See I’d reached a point in my writing career where I’d SERIOUSLY questioned whether to continue. I’ve had a really bad case of writer’s block that started last summer and lasted through July of this year. To say it’s been crippling is an understatement. Life without the ‘voices’ in my head has been difficult. Couple that with the sh*t storm that is 2016 and it’s been pretty awful.
I tried everything to overcome the block (ie timers, writing at different times of day, changing stories, etc.), but nothing worked. What I did know, was that my writing wasn’t where I wanted it to be. I also knew that in order to get it to where I want it to be, I needed help. So I signed up with Author Accelerator to work one-on-one with an editor on the various craft issues I have. One of the things they ask you to do is set aside the books you have been writing and pick one of the story ideas you haven’t done a lot of work on. Believe it or not, that was hard, since I’ve been in the middle of the Pit Fighters for MONTHS.

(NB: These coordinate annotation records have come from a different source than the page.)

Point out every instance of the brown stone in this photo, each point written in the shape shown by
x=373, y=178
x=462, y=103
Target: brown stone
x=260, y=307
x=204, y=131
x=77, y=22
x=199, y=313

I’ve been working with my editor for a little over thirty days and have written 10K, which for me is a frakking miracle. It’s also a LOT slower than I used to write. I’m having to relearn how to think about story, character, and craft. One of the biggest realizations is that I enjoy writing a lot more when I slow down and give the stories time to evolve.
I know there are readers out there waiting for the next books in my ongoing series. I really appreciate your patience and understanding. I know some of you have given up on me–and that’s okay. I totally get it. If one of my favorite authors stopped releasing books in a series I was looking forward to, I’d be upset, too. (I have had it happen.)
Doing this was honestly a Hail Mary for me. If this didn’t work, I was going to close everything down and walk away. (I still may close my FB pages down because I’m not entirely convinced it’s good for my mental health.) I am doing what I need to do in order to bring joy back to writing. I’m doing what I need to do to save the writer in me.